For this book work, Re-Writing Freud the artist Simon Morris has re-written Sigmund Freud’s The Interpretation of Dreams. A computer programme (designed by Christine Morris) randomly selects words, one at a time from Freud’s 222,704 word text and begins to reconstruct the entire book, word by word, making a new book with the same words. A virus or process of contagion has been at work, intervening in Freud’s The Interpretation of Dreams, rupturing it and returning it to us in a new order. By subjecting Freud’s words to a random re-distribution, meaning is turned into non-meaning and the spectator is put to work to make sense of the new poetic juxtapositions. The world of dreams is subject to the laws of the irrational and Re-Writing Freud gives the spectator the chance to view Freud’s text in its primal state. This fine paperback was printed by the Master printers Imschoot in Belgium in an edition of 1000. With a scrupulous formalism, Morris’ version of Freud’s text follows the typographic layout found in the 1976 Penguin edition of Freud’s work, replicating its chapter divisions and the length of its paragraphs. The publication is edited by Craig Dworkin, Professor in the Department of English at the University of Utah. From Dworkin’s introduction to Re-Writing Freud: “With Re-Writing Freud, judgments about sense no longer themselves make any sense. The reader who responds to this book by complaining that it is nonsensical is neither right nor wrong, but asking the wrong question, posing an impossible problem in response this book’s insistent imaginary solution.”

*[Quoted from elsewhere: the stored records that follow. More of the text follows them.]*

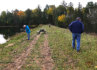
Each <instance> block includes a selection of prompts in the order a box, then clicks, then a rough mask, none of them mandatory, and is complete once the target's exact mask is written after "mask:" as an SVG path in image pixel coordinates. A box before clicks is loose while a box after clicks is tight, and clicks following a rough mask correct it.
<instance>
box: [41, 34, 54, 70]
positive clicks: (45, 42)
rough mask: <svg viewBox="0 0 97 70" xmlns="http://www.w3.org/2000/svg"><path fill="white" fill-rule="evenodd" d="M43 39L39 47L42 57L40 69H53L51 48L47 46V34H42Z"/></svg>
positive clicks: (47, 40)
mask: <svg viewBox="0 0 97 70" xmlns="http://www.w3.org/2000/svg"><path fill="white" fill-rule="evenodd" d="M44 37H45V41H44V45H43V47H41V51H40V53H41V55H42V56H43V57H42V63H41V65H42V69H41V70H53V68H54V61H53V59H52V57H51V50H50V47H49V46H48V40H47V38H48V35H47V34H46V35H44Z"/></svg>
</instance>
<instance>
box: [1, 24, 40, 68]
mask: <svg viewBox="0 0 97 70" xmlns="http://www.w3.org/2000/svg"><path fill="white" fill-rule="evenodd" d="M40 28H41V27H40V26H39V27H37V28H35V29H33V30H31V40H30V41H27V40H26V39H27V36H26V33H25V32H22V33H19V34H16V35H14V36H13V37H11V38H10V41H8V42H7V43H5V44H2V45H0V70H2V69H3V68H5V67H6V66H7V64H8V63H12V62H13V60H14V58H15V57H18V56H19V54H21V53H22V52H23V50H24V49H26V48H27V46H29V43H30V42H31V41H32V40H33V38H34V37H33V36H34V35H35V34H36V32H37V30H39V29H40ZM9 44H13V45H12V46H8V45H9ZM6 46H8V47H6Z"/></svg>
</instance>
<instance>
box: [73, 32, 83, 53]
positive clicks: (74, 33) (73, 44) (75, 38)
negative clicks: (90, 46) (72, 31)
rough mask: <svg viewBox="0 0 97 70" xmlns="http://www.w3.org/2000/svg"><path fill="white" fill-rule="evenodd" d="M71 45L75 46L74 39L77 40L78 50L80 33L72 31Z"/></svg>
mask: <svg viewBox="0 0 97 70" xmlns="http://www.w3.org/2000/svg"><path fill="white" fill-rule="evenodd" d="M72 37H73V39H72V47H73V48H75V40H77V47H76V50H77V51H79V50H80V39H81V34H79V33H72Z"/></svg>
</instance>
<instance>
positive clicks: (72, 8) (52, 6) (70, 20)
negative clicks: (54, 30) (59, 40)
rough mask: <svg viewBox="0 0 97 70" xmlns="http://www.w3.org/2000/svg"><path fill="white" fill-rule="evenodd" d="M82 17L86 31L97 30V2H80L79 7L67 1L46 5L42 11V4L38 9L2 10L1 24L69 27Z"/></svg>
mask: <svg viewBox="0 0 97 70" xmlns="http://www.w3.org/2000/svg"><path fill="white" fill-rule="evenodd" d="M76 17H81V19H82V22H83V23H84V26H85V31H86V32H97V29H96V28H97V3H96V2H95V3H93V2H88V3H87V5H86V7H82V5H81V4H80V3H79V4H78V7H77V8H74V7H73V3H72V2H70V3H69V4H67V3H66V2H65V1H63V2H62V4H61V5H59V6H58V7H56V6H55V5H46V6H45V8H44V10H43V11H42V10H41V8H40V6H38V7H37V8H36V9H33V10H32V9H27V10H25V11H21V10H18V9H16V10H14V11H12V12H9V11H2V13H1V15H0V26H16V27H22V26H23V25H24V24H26V25H30V26H32V27H34V26H38V25H39V24H52V25H55V26H59V27H63V28H67V27H68V25H69V24H70V23H71V22H72V21H74V20H75V19H76Z"/></svg>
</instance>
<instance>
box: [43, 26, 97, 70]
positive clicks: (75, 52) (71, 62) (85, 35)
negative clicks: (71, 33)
mask: <svg viewBox="0 0 97 70" xmlns="http://www.w3.org/2000/svg"><path fill="white" fill-rule="evenodd" d="M44 28H46V29H47V31H48V36H49V46H50V47H51V49H52V58H53V60H54V62H55V66H56V69H57V70H64V69H65V70H94V69H95V68H94V66H96V65H97V36H93V35H89V34H86V33H83V34H82V37H81V51H80V52H79V53H77V52H76V49H75V50H73V49H72V34H71V32H70V31H69V30H68V29H63V28H58V27H55V26H52V27H51V28H48V26H44Z"/></svg>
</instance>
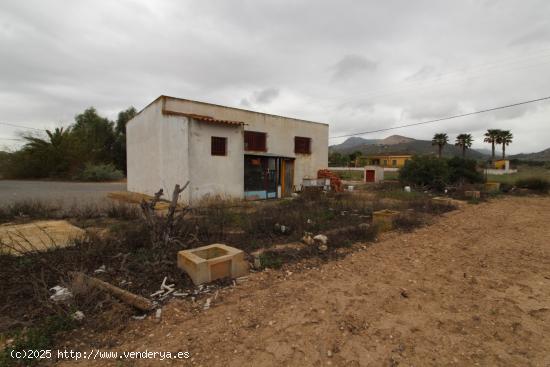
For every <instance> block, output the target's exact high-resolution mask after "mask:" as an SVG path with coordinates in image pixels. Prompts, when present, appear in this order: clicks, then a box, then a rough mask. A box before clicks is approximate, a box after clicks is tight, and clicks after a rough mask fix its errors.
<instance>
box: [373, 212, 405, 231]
mask: <svg viewBox="0 0 550 367" xmlns="http://www.w3.org/2000/svg"><path fill="white" fill-rule="evenodd" d="M397 216H399V212H398V211H395V210H389V209H384V210H379V211H376V212H374V213H372V223H373V224H374V225H375V226H377V227H378V230H379V231H380V232H385V231H389V230H391V229H392V228H393V220H394V219H395V218H397Z"/></svg>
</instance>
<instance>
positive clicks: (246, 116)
mask: <svg viewBox="0 0 550 367" xmlns="http://www.w3.org/2000/svg"><path fill="white" fill-rule="evenodd" d="M165 109H166V110H167V111H173V112H179V113H188V114H197V115H205V116H210V117H214V118H216V119H221V120H232V121H241V122H244V123H245V124H246V125H245V127H244V129H245V130H252V131H261V132H266V133H267V153H270V154H276V155H280V156H285V157H295V158H296V161H295V168H294V185H296V186H298V185H300V184H301V183H302V179H303V178H304V177H311V178H313V177H317V170H319V169H321V168H326V167H327V166H328V125H327V124H322V123H317V122H311V121H306V120H300V119H293V118H287V117H281V116H276V115H269V114H264V113H258V112H253V111H246V110H241V109H236V108H230V107H224V106H218V105H211V104H207V103H201V102H195V101H189V100H184V99H177V98H171V97H166V99H165ZM295 136H303V137H309V138H311V139H312V140H311V153H312V154H295V153H294V137H295ZM245 153H246V152H245Z"/></svg>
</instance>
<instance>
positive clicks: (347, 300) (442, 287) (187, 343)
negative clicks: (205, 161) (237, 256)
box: [64, 197, 550, 366]
mask: <svg viewBox="0 0 550 367" xmlns="http://www.w3.org/2000/svg"><path fill="white" fill-rule="evenodd" d="M549 223H550V198H548V197H546V198H540V197H507V198H504V199H496V200H492V201H491V202H488V203H483V204H479V205H468V206H466V207H464V208H462V209H460V210H457V211H454V212H450V213H447V214H445V215H444V216H443V217H441V218H440V219H437V220H436V221H435V223H434V224H432V225H430V226H428V227H424V228H421V229H418V230H416V231H415V232H412V233H407V234H398V233H391V234H387V235H385V236H383V237H382V238H381V239H380V240H379V241H378V242H377V243H375V244H374V245H372V246H365V247H364V248H362V249H360V250H358V251H357V252H354V253H353V254H351V255H348V256H347V257H346V258H344V259H342V260H340V261H332V262H329V263H326V264H322V265H320V266H315V267H313V268H309V269H302V270H299V271H298V269H296V267H295V268H293V269H290V270H289V269H283V270H278V271H265V272H261V273H255V274H252V275H251V276H250V280H249V281H247V282H244V283H242V284H238V285H237V286H236V287H232V288H228V289H225V290H223V291H220V293H219V294H218V295H217V296H213V297H212V306H211V308H210V309H209V310H202V304H203V303H204V299H203V300H199V301H198V302H197V303H196V304H195V305H192V304H191V303H190V302H184V301H173V302H171V303H170V304H169V305H167V306H165V307H164V309H163V313H162V321H160V323H159V322H156V321H155V318H154V316H150V317H148V318H147V319H145V320H141V321H137V320H132V321H130V322H129V324H128V325H127V326H125V327H124V328H123V329H122V330H120V331H117V332H109V333H104V334H98V335H89V334H86V332H84V331H82V336H83V338H84V337H85V338H84V339H86V340H94V343H88V342H85V343H81V344H76V345H70V344H69V345H68V347H71V348H73V349H78V350H90V349H92V348H99V349H101V350H103V351H106V350H112V351H119V352H122V351H144V350H148V351H170V352H177V351H188V352H190V354H191V358H189V359H187V360H186V361H185V362H182V361H166V360H165V361H159V360H151V359H149V360H144V359H141V360H134V361H114V360H110V361H108V360H96V361H91V360H86V361H80V362H78V364H80V365H95V366H102V365H113V366H115V365H116V366H134V365H137V366H149V365H151V366H154V365H166V364H173V365H202V366H279V365H285V366H310V365H311V366H319V365H334V366H397V365H399V366H447V365H456V366H472V365H474V366H475V365H479V366H550V226H549ZM302 267H303V265H302ZM84 339H81V340H84ZM73 363H76V362H69V361H65V362H64V364H66V365H69V364H73Z"/></svg>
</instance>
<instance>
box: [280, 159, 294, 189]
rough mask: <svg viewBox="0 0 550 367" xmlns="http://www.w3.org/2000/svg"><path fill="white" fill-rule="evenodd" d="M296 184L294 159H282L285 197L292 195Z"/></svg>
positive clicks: (282, 165) (282, 179)
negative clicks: (294, 171) (294, 170)
mask: <svg viewBox="0 0 550 367" xmlns="http://www.w3.org/2000/svg"><path fill="white" fill-rule="evenodd" d="M293 186H294V160H292V159H282V160H281V191H282V196H283V197H288V196H290V195H292V189H293Z"/></svg>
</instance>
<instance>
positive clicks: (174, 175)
mask: <svg viewBox="0 0 550 367" xmlns="http://www.w3.org/2000/svg"><path fill="white" fill-rule="evenodd" d="M163 112H166V113H163ZM170 112H172V113H176V114H170ZM177 113H183V114H197V115H204V116H210V117H213V118H215V119H218V120H231V121H239V122H243V123H245V126H244V129H243V126H242V125H227V124H219V123H211V122H206V121H199V120H195V119H192V118H189V117H186V116H182V115H177ZM244 130H251V131H261V132H266V133H267V153H268V154H272V155H278V156H284V157H293V158H295V164H294V185H296V186H299V185H301V183H302V179H303V178H304V177H309V178H314V177H317V171H318V170H319V169H322V168H326V167H327V166H328V125H327V124H321V123H315V122H310V121H305V120H298V119H292V118H286V117H280V116H275V115H269V114H264V113H258V112H252V111H246V110H240V109H236V108H230V107H224V106H217V105H211V104H206V103H201V102H194V101H188V100H182V99H176V98H171V97H161V98H158V99H157V100H155V101H153V102H152V103H151V104H149V105H148V106H147V107H146V108H144V109H143V110H142V111H141V112H140V113H139V114H138V115H137V116H136V117H134V118H133V119H132V120H131V121H130V122H129V123H128V125H127V128H126V131H127V136H126V141H127V159H128V164H127V168H128V186H127V187H128V191H133V192H140V193H145V194H148V195H153V194H154V193H155V192H157V191H158V189H160V188H162V189H163V190H164V192H165V198H170V196H171V194H172V191H173V189H174V186H175V185H176V184H178V183H179V184H180V185H183V184H185V182H186V181H187V180H190V181H191V184H190V186H189V188H188V189H187V190H186V191H185V192H184V193H183V194H182V198H181V199H182V201H184V202H191V203H195V202H196V201H198V200H199V199H200V198H202V197H204V196H208V195H210V196H216V195H220V196H224V197H236V198H242V197H243V196H244V154H245V153H246V152H244V151H243V149H244V136H243V134H244V133H243V131H244ZM212 136H219V137H226V138H227V156H212V155H211V151H210V149H211V137H212ZM295 136H302V137H309V138H311V154H295V153H294V137H295ZM251 153H252V152H251Z"/></svg>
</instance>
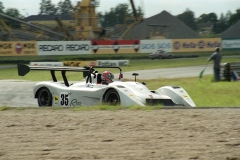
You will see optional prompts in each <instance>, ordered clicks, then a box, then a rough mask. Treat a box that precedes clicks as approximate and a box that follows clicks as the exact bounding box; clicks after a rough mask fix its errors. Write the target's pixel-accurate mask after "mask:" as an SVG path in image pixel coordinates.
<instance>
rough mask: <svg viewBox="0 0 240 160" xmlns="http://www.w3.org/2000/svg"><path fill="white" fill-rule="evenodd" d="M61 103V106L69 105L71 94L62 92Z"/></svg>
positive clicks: (60, 96)
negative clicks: (69, 101)
mask: <svg viewBox="0 0 240 160" xmlns="http://www.w3.org/2000/svg"><path fill="white" fill-rule="evenodd" d="M60 97H61V98H60V104H61V106H68V103H69V96H68V93H61V94H60Z"/></svg>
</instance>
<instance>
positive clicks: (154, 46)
mask: <svg viewBox="0 0 240 160" xmlns="http://www.w3.org/2000/svg"><path fill="white" fill-rule="evenodd" d="M140 44H141V53H152V52H154V51H156V50H159V49H161V50H164V51H166V52H172V40H171V39H164V40H141V42H140Z"/></svg>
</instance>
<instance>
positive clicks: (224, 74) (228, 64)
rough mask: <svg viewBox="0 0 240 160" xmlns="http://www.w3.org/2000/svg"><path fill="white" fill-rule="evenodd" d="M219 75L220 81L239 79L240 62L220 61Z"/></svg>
mask: <svg viewBox="0 0 240 160" xmlns="http://www.w3.org/2000/svg"><path fill="white" fill-rule="evenodd" d="M220 77H221V81H232V80H233V81H236V80H240V79H239V78H238V77H240V62H231V63H222V64H221V70H220Z"/></svg>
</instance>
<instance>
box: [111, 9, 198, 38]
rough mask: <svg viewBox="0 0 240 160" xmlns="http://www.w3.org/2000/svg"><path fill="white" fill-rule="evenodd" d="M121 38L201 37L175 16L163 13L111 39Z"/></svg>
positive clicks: (115, 36) (153, 17)
mask: <svg viewBox="0 0 240 160" xmlns="http://www.w3.org/2000/svg"><path fill="white" fill-rule="evenodd" d="M122 34H124V36H122ZM119 37H121V39H186V38H200V35H199V34H198V33H197V32H195V31H194V30H192V29H191V28H190V27H188V26H187V25H186V24H185V23H184V22H182V21H181V20H179V19H178V18H176V17H175V16H172V15H171V14H170V13H168V12H167V11H162V12H161V13H159V14H157V15H155V16H152V17H149V18H146V19H144V20H143V21H142V22H140V23H138V24H136V25H135V26H133V27H132V28H131V29H130V30H129V31H128V32H127V33H124V31H122V32H119V33H116V34H114V35H112V36H111V37H109V39H119Z"/></svg>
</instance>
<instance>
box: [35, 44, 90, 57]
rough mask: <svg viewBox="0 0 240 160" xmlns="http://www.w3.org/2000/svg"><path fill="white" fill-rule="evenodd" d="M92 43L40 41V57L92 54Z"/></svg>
mask: <svg viewBox="0 0 240 160" xmlns="http://www.w3.org/2000/svg"><path fill="white" fill-rule="evenodd" d="M90 53H91V42H90V41H38V55H40V56H42V55H77V54H90Z"/></svg>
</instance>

Published by information as material
ISBN 0-9536765-8-7
12.7×19.8 cm, 752 pages, black and white, 2005
Edition of 1000
£8.99; $15.00CAD
Available from information as material
Simon Morris is a conceptual writer. His work appears in the form of exhibitions, publications, installations, films, actions and texts which all revolve around the form of the book. His investigations involve working in collaboration with many other people from art, creative technology, literature and psychoanalysis. He exhibits internationally and has shown projects at; The Freud Museum in London, England; Printed Matter in New York, USA; Johan Deumens Gallery in Haarlem, The Netherlands; The Vox Centre for Contemporary Image in Montreal, Canada; Art Metropole in Toronto, Canada. In 2005 his work was selected by Érika Fraenkel and Carlo Sansolo for The First Festival of Media and Electronic Art in Rio de Janeiro, Brazil and by Gustav Metzger for East International, Norwich, England. Morris holds a PhD in Contemporary Art Practice from the University of Leeds and a Masters in Contemporary Art and Theory from Winchester School of Art. His work has been championed by Anne Moeglin-Delcroix, acknowledged expert on artists’ publications and Professor in Philosophy at the Sorbonne (she included his work in the survey exhibition Looking, Telling, Thinking, Collecting: four directions of the artist’s book from the Sixties to the present and in a six page article in ‘Les artistes contemporains et la philosophie’ for revue d’esthétique in France) and Anne Dorothee Boehme from the Joan Flasch Artists’ Book Collection at the School of the Art Institute of Chicago (who wrote an article on his work, ‘(Intentionally) Scattered Thoughts’ for Art on Paper in the USA). He has received repeat funding from Arts Council England, The British Council and The Henry Moore Foundation.
information as material was established in 2002 to publish work by artists who use extant material – selecting and reframing it to generate new meanings – and who, in doing so, disrupt the existing order of things.